炊事場での事件をシリウスに報告されてしまったからだ。

けれどなぜか、逆にリーディックを襲った女の存在は明かされず、リーディック本人もそれが知れて職を解かれるのを恐れ、好都合とばかりに黙っていた。

当分はおとなしくしているしかなかったが、先日シリウスがアーテス帝国へと帰還したのを見届けると、ムクムクと押し殺していた欲求が頭をもたげた。
かといって、屋敷にいた炊事係の女達は皆、シリウスと共にアーテス帝国へと帰ってしまった。

ケシア郊外には逃げ遅れた黄金族人間がいた筈だが、結局戦いの最中、手際のよい敵の誘導で民達は素早く避難してしまっていた。

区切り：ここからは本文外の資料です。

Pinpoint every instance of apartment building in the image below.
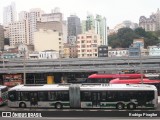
[3,2,16,27]
[77,30,102,58]
[34,29,63,55]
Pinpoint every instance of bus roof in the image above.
[88,74,145,78]
[9,84,156,91]
[109,78,160,84]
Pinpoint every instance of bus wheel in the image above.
[55,103,62,109]
[127,103,136,110]
[116,103,124,110]
[19,102,26,108]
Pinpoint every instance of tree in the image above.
[108,28,160,48]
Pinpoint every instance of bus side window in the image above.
[81,91,91,101]
[21,92,29,101]
[38,92,48,101]
[101,92,106,101]
[48,91,57,101]
[8,91,16,101]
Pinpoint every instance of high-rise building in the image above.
[39,8,63,22]
[68,15,81,36]
[77,30,102,58]
[68,15,81,44]
[139,9,160,31]
[9,21,28,46]
[0,25,4,51]
[82,15,108,46]
[34,29,63,53]
[3,2,16,27]
[19,8,44,45]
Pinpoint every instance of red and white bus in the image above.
[86,74,145,83]
[3,74,23,87]
[109,78,160,95]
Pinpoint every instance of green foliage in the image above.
[108,28,160,48]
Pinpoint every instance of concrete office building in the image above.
[68,15,81,44]
[34,29,63,55]
[139,9,160,31]
[0,25,4,51]
[77,30,102,58]
[3,2,16,27]
[19,8,44,45]
[9,21,27,47]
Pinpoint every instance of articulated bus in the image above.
[0,85,8,105]
[86,74,145,83]
[8,83,158,109]
[109,78,160,95]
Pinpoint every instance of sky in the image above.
[0,0,160,28]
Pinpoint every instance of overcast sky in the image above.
[0,0,160,28]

今屋敷の周辺には、カイルの兵達の半数がいるだけとなったのである。
……捕虜となった女もいない。
ちきしょう。

リーディックがあれやこれやと考えを巡らせ、馬宿に隠した酒で勤務までの数時間をやり過ごしていたところに、シオンは現れた。
リーディックは、間近で見る神秘的な女に目を見張った。

それからすぐに、この女がリーリアス帝国のエリルの森から連れてこられた『七色の瞳の乙女』だと分かった。
噂には聞いていたが……異国の香りがしてそそられる。

しかし、黄金族人間も間抜けだぜ。
話に聞くと、七色の瞳の乙女は黄金族人間の王子と一緒だったとか。
そこをかっさらわれるとはな。

まあ、ケシア陥落で国境は混乱しているしな。
商人に扮した賞金稼ぎが国を越えるのは容易いだろう。
何故ならどの国も商人には寛大で、いくつかの質問と許可証があれば大抵は問題がなかったからだ。

リーディックは馬を貸してほしいと来たシオンを見て、頷きながら手綱を渡した。

「コイツはおとなしいヤツだし、乗りやすいからすぐに上達するぜ」

シオンは少し笑って礼を言うと、馬を連れて出ていった。
リーディックは均整のとれたシオンの後ろ姿を見つめながら想像した。

あの、絞り上げたような腰を掴んで激しく攻め上げたい。
フワリとした栗色の髪をこの手に絡ませて思う存分弄んでやりたい。

カイルは邪魔だがシリウス様がいない今、七色の瞳の乙女ばかりに構っていられないだろう。

近々楽しませてもらうとしよう。
リーディックは想像しながら眼を細め、声を出して笑った。